Blaustiel sagte: »Irgendwie hat er sich der ADR bemächtigt. Sie ist viertausend Kilometer entfernt und kommt geradewegs auf die Docks zu. Wehe! Wir sind ruiniert.« Ungenehmigte Flüge in der Nähe der Docks waren ein Grund zu Beschlagnahme.

Aus irgendeinem Grunde glaubte Ravna nicht, dass das noch von Bedeutung wäre. »Gibt es Anzeichen für einen Angriff?«, fragte sie über die Schulter hinweg. Sie lehnte Phams Kopf nach hinten, um sicher zu sein, dass er Luft bekam.

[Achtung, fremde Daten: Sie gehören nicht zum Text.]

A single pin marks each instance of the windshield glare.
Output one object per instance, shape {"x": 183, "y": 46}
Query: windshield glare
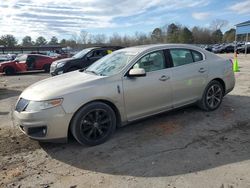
{"x": 21, "y": 58}
{"x": 81, "y": 53}
{"x": 111, "y": 64}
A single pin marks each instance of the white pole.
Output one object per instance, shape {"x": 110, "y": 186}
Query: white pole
{"x": 246, "y": 45}
{"x": 235, "y": 41}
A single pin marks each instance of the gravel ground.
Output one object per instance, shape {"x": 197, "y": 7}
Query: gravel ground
{"x": 182, "y": 148}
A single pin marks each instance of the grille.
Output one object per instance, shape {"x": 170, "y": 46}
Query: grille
{"x": 21, "y": 105}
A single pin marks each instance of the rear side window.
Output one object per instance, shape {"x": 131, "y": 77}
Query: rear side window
{"x": 197, "y": 56}
{"x": 181, "y": 57}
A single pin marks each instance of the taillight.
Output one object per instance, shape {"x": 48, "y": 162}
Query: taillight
{"x": 232, "y": 63}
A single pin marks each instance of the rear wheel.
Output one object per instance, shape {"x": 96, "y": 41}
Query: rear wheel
{"x": 212, "y": 96}
{"x": 93, "y": 124}
{"x": 72, "y": 69}
{"x": 9, "y": 71}
{"x": 46, "y": 68}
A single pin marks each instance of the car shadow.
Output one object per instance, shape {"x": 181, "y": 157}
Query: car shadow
{"x": 172, "y": 143}
{"x": 7, "y": 93}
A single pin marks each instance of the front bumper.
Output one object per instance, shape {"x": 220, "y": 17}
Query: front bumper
{"x": 56, "y": 71}
{"x": 46, "y": 125}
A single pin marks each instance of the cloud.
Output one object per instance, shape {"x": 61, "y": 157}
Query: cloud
{"x": 201, "y": 15}
{"x": 241, "y": 8}
{"x": 66, "y": 17}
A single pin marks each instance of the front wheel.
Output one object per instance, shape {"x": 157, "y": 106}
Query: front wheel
{"x": 212, "y": 96}
{"x": 93, "y": 124}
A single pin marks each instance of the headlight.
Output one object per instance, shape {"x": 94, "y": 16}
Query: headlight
{"x": 35, "y": 106}
{"x": 61, "y": 64}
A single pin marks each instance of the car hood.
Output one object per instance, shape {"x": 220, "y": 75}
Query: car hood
{"x": 63, "y": 60}
{"x": 58, "y": 86}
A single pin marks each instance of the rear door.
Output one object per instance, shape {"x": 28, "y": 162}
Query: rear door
{"x": 95, "y": 55}
{"x": 149, "y": 94}
{"x": 189, "y": 75}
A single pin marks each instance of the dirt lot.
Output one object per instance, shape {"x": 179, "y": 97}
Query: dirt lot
{"x": 183, "y": 148}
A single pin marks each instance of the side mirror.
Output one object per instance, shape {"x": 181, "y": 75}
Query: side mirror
{"x": 137, "y": 72}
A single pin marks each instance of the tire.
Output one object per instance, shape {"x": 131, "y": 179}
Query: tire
{"x": 93, "y": 124}
{"x": 46, "y": 68}
{"x": 212, "y": 96}
{"x": 72, "y": 69}
{"x": 9, "y": 71}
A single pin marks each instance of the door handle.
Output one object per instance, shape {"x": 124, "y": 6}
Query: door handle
{"x": 202, "y": 70}
{"x": 164, "y": 78}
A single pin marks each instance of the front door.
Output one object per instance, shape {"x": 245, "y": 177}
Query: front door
{"x": 189, "y": 76}
{"x": 149, "y": 94}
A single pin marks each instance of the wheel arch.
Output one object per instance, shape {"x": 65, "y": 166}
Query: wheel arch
{"x": 105, "y": 101}
{"x": 221, "y": 81}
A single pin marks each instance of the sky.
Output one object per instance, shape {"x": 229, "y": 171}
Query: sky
{"x": 67, "y": 18}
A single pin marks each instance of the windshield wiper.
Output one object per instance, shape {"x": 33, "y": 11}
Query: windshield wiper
{"x": 93, "y": 72}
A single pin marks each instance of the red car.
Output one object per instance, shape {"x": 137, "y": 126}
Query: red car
{"x": 26, "y": 62}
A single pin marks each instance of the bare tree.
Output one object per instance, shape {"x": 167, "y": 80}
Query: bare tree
{"x": 83, "y": 37}
{"x": 218, "y": 24}
{"x": 99, "y": 38}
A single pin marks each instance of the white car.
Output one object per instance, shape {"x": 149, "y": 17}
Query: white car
{"x": 127, "y": 85}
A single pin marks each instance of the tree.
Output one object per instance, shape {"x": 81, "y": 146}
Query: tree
{"x": 218, "y": 24}
{"x": 201, "y": 35}
{"x": 172, "y": 33}
{"x": 41, "y": 41}
{"x": 186, "y": 36}
{"x": 83, "y": 37}
{"x": 229, "y": 36}
{"x": 53, "y": 41}
{"x": 115, "y": 39}
{"x": 63, "y": 42}
{"x": 99, "y": 39}
{"x": 27, "y": 41}
{"x": 8, "y": 40}
{"x": 217, "y": 36}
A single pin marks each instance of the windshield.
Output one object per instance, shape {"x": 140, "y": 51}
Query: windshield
{"x": 81, "y": 53}
{"x": 21, "y": 58}
{"x": 111, "y": 64}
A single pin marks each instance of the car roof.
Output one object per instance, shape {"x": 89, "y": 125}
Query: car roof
{"x": 142, "y": 48}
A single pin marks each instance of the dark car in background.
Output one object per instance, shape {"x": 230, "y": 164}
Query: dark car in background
{"x": 27, "y": 62}
{"x": 81, "y": 60}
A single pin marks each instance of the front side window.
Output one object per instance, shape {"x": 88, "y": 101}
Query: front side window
{"x": 181, "y": 57}
{"x": 82, "y": 53}
{"x": 152, "y": 62}
{"x": 197, "y": 56}
{"x": 111, "y": 64}
{"x": 21, "y": 58}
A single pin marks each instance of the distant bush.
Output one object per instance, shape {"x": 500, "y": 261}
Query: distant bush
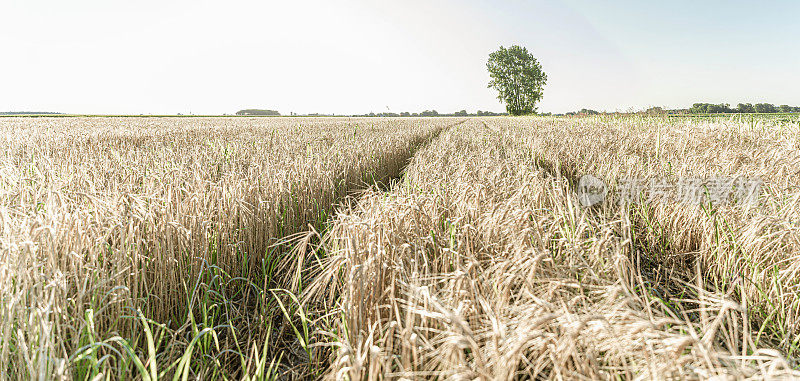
{"x": 258, "y": 112}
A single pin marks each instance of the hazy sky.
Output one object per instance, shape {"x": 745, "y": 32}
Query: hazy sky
{"x": 204, "y": 57}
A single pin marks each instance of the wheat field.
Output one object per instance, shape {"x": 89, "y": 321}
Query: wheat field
{"x": 410, "y": 248}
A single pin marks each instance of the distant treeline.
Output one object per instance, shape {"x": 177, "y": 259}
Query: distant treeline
{"x": 432, "y": 113}
{"x": 704, "y": 108}
{"x": 724, "y": 108}
{"x": 258, "y": 112}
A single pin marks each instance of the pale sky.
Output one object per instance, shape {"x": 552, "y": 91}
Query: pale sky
{"x": 358, "y": 56}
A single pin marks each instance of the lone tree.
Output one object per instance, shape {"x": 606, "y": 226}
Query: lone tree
{"x": 518, "y": 77}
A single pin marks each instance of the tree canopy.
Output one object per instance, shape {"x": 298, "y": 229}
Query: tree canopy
{"x": 518, "y": 77}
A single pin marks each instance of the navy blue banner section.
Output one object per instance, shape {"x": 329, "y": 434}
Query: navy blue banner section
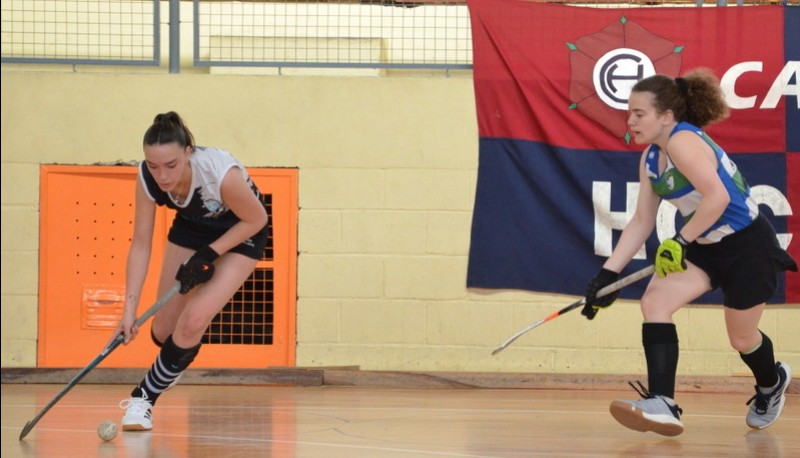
{"x": 545, "y": 242}
{"x": 792, "y": 35}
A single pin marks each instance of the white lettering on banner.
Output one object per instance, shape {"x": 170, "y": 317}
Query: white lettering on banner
{"x": 767, "y": 195}
{"x": 606, "y": 221}
{"x": 781, "y": 86}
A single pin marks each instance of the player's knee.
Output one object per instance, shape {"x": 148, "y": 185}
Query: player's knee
{"x": 158, "y": 343}
{"x": 180, "y": 358}
{"x": 745, "y": 342}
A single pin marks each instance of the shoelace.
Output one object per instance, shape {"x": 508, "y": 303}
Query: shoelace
{"x": 137, "y": 406}
{"x": 645, "y": 394}
{"x": 762, "y": 401}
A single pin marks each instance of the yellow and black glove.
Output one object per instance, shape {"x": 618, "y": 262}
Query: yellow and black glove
{"x": 671, "y": 256}
{"x": 198, "y": 269}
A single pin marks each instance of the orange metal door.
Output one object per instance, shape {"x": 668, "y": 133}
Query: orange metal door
{"x": 86, "y": 222}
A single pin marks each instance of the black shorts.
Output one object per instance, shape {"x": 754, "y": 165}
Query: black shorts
{"x": 195, "y": 236}
{"x": 745, "y": 264}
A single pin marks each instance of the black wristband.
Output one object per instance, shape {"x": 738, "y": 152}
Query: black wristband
{"x": 679, "y": 238}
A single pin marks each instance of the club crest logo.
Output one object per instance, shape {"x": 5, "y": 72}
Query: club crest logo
{"x": 605, "y": 65}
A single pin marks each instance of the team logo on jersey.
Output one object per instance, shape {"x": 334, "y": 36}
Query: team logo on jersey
{"x": 605, "y": 65}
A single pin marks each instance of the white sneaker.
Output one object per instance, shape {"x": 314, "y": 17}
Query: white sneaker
{"x": 765, "y": 408}
{"x": 138, "y": 414}
{"x": 653, "y": 412}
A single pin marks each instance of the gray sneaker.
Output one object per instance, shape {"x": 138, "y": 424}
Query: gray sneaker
{"x": 653, "y": 412}
{"x": 766, "y": 408}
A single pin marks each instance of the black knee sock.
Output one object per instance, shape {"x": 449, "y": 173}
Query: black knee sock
{"x": 762, "y": 362}
{"x": 171, "y": 361}
{"x": 660, "y": 342}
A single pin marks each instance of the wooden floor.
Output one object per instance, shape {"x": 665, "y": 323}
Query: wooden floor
{"x": 199, "y": 421}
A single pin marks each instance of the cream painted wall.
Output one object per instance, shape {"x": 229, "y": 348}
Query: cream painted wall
{"x": 386, "y": 185}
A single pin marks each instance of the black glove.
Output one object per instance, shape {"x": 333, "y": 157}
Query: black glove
{"x": 198, "y": 269}
{"x": 593, "y": 303}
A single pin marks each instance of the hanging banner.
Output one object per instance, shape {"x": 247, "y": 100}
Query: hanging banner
{"x": 558, "y": 171}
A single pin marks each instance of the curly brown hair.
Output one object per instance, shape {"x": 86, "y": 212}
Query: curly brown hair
{"x": 696, "y": 97}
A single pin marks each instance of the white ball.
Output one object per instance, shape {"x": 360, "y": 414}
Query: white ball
{"x": 107, "y": 430}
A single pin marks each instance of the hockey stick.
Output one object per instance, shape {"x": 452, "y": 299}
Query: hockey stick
{"x": 616, "y": 286}
{"x": 106, "y": 351}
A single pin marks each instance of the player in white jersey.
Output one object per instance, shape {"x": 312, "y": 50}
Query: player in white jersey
{"x": 723, "y": 243}
{"x": 218, "y": 234}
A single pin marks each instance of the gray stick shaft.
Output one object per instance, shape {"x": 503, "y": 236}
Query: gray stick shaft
{"x": 616, "y": 286}
{"x": 98, "y": 359}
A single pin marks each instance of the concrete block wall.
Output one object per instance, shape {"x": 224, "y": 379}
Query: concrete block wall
{"x": 387, "y": 170}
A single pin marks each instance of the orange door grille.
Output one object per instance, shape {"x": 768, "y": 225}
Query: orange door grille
{"x": 86, "y": 221}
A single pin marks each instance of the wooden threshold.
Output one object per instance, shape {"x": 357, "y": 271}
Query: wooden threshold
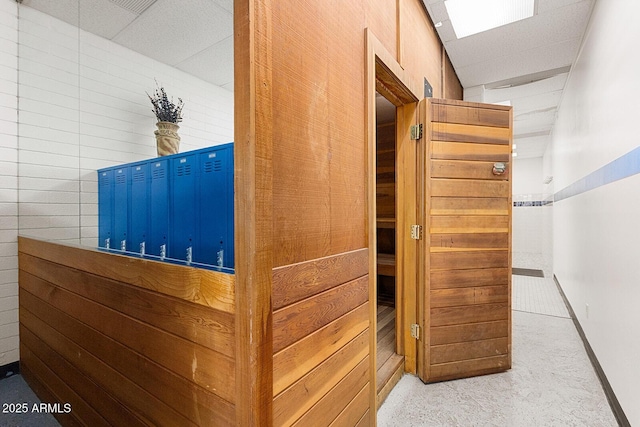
{"x": 390, "y": 365}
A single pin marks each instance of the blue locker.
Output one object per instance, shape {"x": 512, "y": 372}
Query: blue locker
{"x": 121, "y": 209}
{"x": 158, "y": 240}
{"x": 183, "y": 217}
{"x": 215, "y": 232}
{"x": 139, "y": 207}
{"x": 105, "y": 208}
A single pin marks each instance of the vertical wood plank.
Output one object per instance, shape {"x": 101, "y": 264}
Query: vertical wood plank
{"x": 253, "y": 211}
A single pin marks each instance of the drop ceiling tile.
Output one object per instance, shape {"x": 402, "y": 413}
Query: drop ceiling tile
{"x": 519, "y": 63}
{"x": 173, "y": 31}
{"x": 214, "y": 64}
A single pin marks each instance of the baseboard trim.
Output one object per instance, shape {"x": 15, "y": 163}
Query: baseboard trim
{"x": 527, "y": 272}
{"x": 606, "y": 386}
{"x": 9, "y": 369}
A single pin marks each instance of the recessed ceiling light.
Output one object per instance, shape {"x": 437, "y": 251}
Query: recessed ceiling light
{"x": 475, "y": 16}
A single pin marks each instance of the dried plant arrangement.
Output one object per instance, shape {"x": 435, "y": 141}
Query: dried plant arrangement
{"x": 164, "y": 109}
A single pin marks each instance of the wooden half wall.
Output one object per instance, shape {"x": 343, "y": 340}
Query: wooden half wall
{"x": 126, "y": 341}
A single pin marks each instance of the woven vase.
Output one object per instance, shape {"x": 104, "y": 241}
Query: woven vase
{"x": 167, "y": 138}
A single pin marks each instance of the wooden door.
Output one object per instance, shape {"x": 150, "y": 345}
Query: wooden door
{"x": 464, "y": 289}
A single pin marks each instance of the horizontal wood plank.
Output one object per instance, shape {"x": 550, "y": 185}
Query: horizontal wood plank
{"x": 469, "y": 260}
{"x": 93, "y": 396}
{"x": 295, "y": 361}
{"x": 138, "y": 399}
{"x": 336, "y": 400}
{"x": 174, "y": 390}
{"x": 469, "y": 350}
{"x": 39, "y": 387}
{"x": 293, "y": 402}
{"x": 205, "y": 287}
{"x": 354, "y": 411}
{"x": 468, "y": 332}
{"x": 470, "y": 206}
{"x": 469, "y": 296}
{"x": 472, "y": 277}
{"x": 470, "y": 115}
{"x": 470, "y": 240}
{"x": 469, "y": 368}
{"x": 469, "y": 188}
{"x": 466, "y": 170}
{"x": 445, "y": 316}
{"x": 298, "y": 320}
{"x": 205, "y": 367}
{"x": 296, "y": 282}
{"x": 446, "y": 150}
{"x": 469, "y": 224}
{"x": 470, "y": 133}
{"x": 203, "y": 325}
{"x": 82, "y": 411}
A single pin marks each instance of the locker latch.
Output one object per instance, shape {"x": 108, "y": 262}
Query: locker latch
{"x": 416, "y": 232}
{"x": 416, "y": 132}
{"x": 415, "y": 331}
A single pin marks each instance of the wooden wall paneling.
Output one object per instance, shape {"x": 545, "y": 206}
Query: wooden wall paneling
{"x": 165, "y": 349}
{"x": 336, "y": 400}
{"x": 136, "y": 397}
{"x": 469, "y": 151}
{"x": 298, "y": 320}
{"x": 295, "y": 361}
{"x": 90, "y": 395}
{"x": 253, "y": 184}
{"x": 64, "y": 393}
{"x": 209, "y": 327}
{"x": 44, "y": 394}
{"x": 295, "y": 282}
{"x": 208, "y": 288}
{"x": 177, "y": 391}
{"x": 293, "y": 402}
{"x": 355, "y": 410}
{"x": 469, "y": 332}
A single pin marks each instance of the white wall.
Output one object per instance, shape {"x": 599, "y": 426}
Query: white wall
{"x": 531, "y": 220}
{"x": 8, "y": 182}
{"x": 80, "y": 106}
{"x": 596, "y": 233}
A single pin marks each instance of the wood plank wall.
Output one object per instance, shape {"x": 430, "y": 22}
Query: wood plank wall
{"x": 99, "y": 331}
{"x": 321, "y": 341}
{"x": 469, "y": 283}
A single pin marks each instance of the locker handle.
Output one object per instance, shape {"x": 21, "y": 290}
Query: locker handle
{"x": 499, "y": 169}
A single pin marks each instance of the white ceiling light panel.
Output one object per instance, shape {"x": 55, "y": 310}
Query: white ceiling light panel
{"x": 470, "y": 17}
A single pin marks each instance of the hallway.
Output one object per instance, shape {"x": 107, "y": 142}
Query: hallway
{"x": 552, "y": 382}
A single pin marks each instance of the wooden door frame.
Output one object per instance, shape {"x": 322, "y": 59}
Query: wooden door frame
{"x": 385, "y": 75}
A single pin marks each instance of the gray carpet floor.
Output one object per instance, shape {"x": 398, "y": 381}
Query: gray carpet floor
{"x": 14, "y": 391}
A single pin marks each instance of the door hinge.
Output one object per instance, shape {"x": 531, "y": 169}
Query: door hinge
{"x": 416, "y": 132}
{"x": 416, "y": 232}
{"x": 415, "y": 331}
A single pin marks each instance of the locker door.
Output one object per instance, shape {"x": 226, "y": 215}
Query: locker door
{"x": 105, "y": 208}
{"x": 215, "y": 245}
{"x": 158, "y": 238}
{"x": 139, "y": 212}
{"x": 121, "y": 209}
{"x": 466, "y": 300}
{"x": 183, "y": 218}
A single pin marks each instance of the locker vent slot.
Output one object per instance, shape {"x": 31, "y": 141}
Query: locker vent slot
{"x": 158, "y": 173}
{"x": 213, "y": 166}
{"x": 184, "y": 170}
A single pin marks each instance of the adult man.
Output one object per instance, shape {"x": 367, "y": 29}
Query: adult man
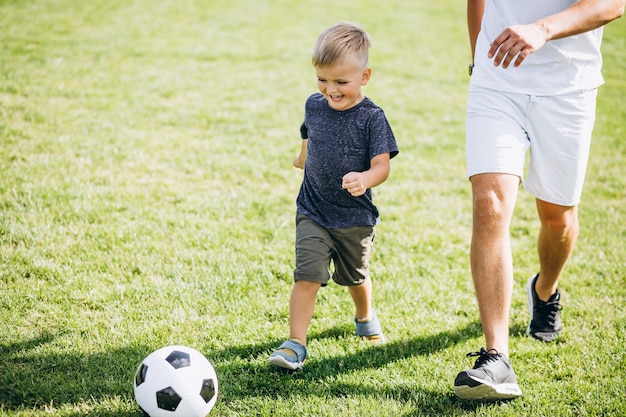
{"x": 537, "y": 68}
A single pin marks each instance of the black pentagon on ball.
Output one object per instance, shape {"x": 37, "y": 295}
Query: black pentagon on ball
{"x": 140, "y": 376}
{"x": 207, "y": 392}
{"x": 178, "y": 359}
{"x": 168, "y": 399}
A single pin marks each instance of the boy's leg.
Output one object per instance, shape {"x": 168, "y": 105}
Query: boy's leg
{"x": 301, "y": 309}
{"x": 362, "y": 297}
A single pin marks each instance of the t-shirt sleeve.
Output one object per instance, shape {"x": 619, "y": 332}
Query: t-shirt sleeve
{"x": 382, "y": 139}
{"x": 304, "y": 132}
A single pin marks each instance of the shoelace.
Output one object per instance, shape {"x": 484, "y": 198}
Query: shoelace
{"x": 484, "y": 356}
{"x": 547, "y": 313}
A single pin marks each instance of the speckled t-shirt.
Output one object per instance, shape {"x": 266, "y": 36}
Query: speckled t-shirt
{"x": 340, "y": 142}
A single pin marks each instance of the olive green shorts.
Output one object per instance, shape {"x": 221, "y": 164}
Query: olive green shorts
{"x": 349, "y": 249}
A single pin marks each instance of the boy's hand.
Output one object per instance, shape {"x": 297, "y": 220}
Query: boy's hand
{"x": 354, "y": 183}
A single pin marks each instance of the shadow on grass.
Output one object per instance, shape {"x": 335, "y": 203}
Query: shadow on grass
{"x": 242, "y": 379}
{"x": 36, "y": 381}
{"x": 30, "y": 380}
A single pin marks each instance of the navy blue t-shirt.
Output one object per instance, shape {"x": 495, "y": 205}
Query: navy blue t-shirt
{"x": 340, "y": 142}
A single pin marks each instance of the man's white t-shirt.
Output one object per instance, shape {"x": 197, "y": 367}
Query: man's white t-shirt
{"x": 561, "y": 66}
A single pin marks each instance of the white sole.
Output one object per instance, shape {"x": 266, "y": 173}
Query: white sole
{"x": 284, "y": 363}
{"x": 487, "y": 392}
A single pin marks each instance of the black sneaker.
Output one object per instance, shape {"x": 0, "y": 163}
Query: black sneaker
{"x": 545, "y": 317}
{"x": 492, "y": 378}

Ungeordnetes Geraschel zwischen den Skrodfahrern. Grünmuschel: »Etwas ist seltsam. Die Transceiver sind für die Benutzung gesperrt.« Also sendet der ALTE noch? »Das lokale Netz ist sehr verstopft. Viel Automatik, viele Angestellte, die zu Sondereinsätzen gerufen werden.«

Ravna blickte sich um. Der Himmel war nachtdunkel, mit ein paar Dutzend hellen Lichtern punktiert – Schiffen auf dem Weg zu den Docks. Alles sehr normal. Aber auch ihr eigenes Datio zeigte an, was Grünmuschel berichtete.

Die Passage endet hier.